Le vieil homme se tourna vers le garçon. Il plissa les yeux et resta un moment concentré. Le garçon se sentit mal à l'aise sous son regard d'aigle mais ne bougea pas. Il sentait un tiraillement désagréable lui tendre la poitrine, signe qu'Erodas le Lisait bel et bien.

Cette sensation, avant, il ignorait que lui seul l'éprouvait. Il pensait que tous savaient quand quelqu'un Lisait. Mais visiblement il était une exception.

— Il... Non... Pas possible... grommela l'Ancien.

Anael se tendit. Sophia retint son souffle à ses côtés. Qu'est-ce que l'homme avait bien pu Lire dans son Âme pour le perturber à ce point ? Il avait pourtant déjà effleuré Anael lors de leur première rencontre. Avait-il alors réellement Lu sont Âme, ou avait-il bluffé ? Anael avait toutefois senti le même tiraillement, certes plus faiblement, mais il était trop en colère pour y prêter attention. Y avait-il plusieurs niveaux de Lecture d'Âme ? Un simple effleurement, un coup d'œil, et une observation ? Le jeune garçon n'y avait jamais songé.

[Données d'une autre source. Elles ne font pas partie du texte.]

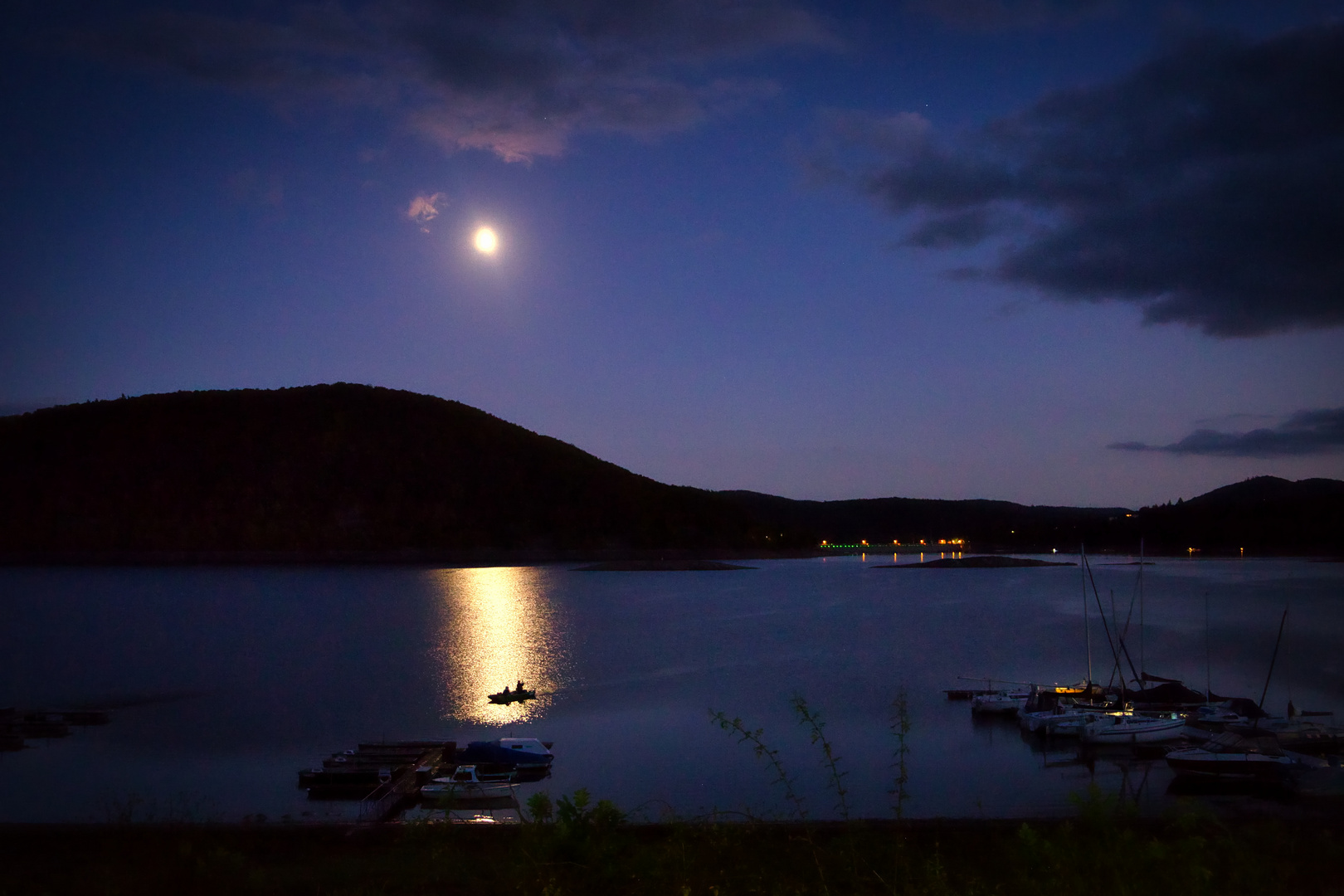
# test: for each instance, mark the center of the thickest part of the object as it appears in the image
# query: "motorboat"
(472, 787)
(1296, 733)
(1001, 703)
(518, 752)
(1132, 730)
(1064, 722)
(1231, 755)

— Anael, je suis incapable de te certifier la nature de ton Âme avec certitude, reconnut-il finalement.

La lueur maligne et quelque peu sournoise de son regard avant disparu. Il était perturbé. Jamais il n'avait été confronté à cela.

— Il y a une couleur en trop. Impossible d'expliquer cette combinaison, sinon.

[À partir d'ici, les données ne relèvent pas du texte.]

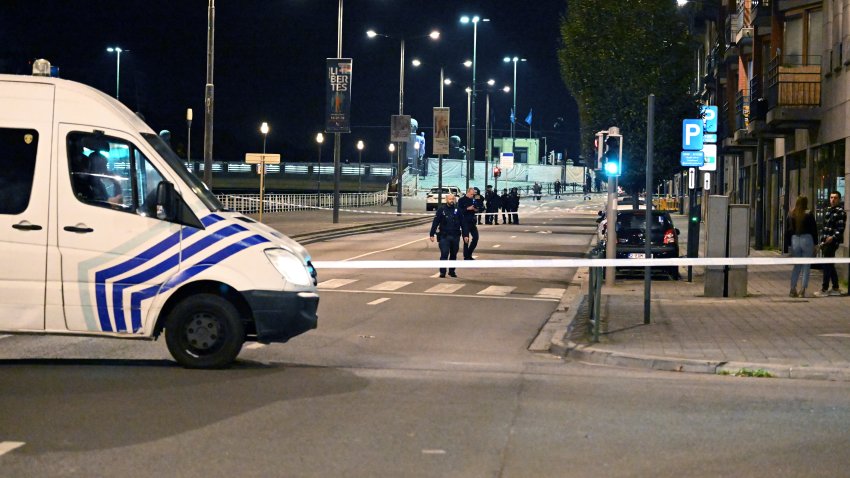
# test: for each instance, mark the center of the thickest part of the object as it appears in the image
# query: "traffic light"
(611, 156)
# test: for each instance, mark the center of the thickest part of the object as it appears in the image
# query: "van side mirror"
(166, 201)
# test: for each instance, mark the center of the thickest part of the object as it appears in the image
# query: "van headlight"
(290, 266)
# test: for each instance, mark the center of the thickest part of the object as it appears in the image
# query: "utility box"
(739, 246)
(716, 232)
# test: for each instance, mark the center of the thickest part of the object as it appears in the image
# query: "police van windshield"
(199, 188)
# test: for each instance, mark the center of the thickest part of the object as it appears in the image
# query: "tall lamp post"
(189, 137)
(470, 164)
(434, 35)
(117, 51)
(264, 129)
(359, 168)
(513, 111)
(320, 138)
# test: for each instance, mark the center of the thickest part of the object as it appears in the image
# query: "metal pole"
(209, 95)
(647, 272)
(262, 176)
(487, 139)
(468, 134)
(470, 161)
(337, 139)
(440, 156)
(400, 112)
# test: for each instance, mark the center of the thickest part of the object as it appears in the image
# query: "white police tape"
(574, 263)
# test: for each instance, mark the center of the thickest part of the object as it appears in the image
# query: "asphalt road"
(424, 383)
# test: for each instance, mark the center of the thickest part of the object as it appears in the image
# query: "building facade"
(779, 72)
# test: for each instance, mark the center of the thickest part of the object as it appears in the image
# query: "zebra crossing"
(458, 289)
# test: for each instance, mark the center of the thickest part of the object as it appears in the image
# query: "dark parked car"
(631, 237)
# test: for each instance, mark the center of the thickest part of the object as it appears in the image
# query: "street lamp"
(471, 155)
(117, 51)
(264, 129)
(434, 35)
(320, 138)
(359, 166)
(513, 111)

— Et comment faire pour découvrir son Âme, Erodas ? interrogea Sophia.

Le vieil homme posa ses yeux acier sur le garçon, songeur. Puis, il dit :

— Il faut agencer une métamorphose.

***

— Les Métamorphes possèdent tous un moyen différent de se métamorphoser, commença Ulysse.

Ils étaient assis dans la Clairière paisible, à côté de l'étang. Anael venait pour la première fois ici dans l'intention d'accomplir une métamorphose. Ulysse avait dit qu'il allait l'aider.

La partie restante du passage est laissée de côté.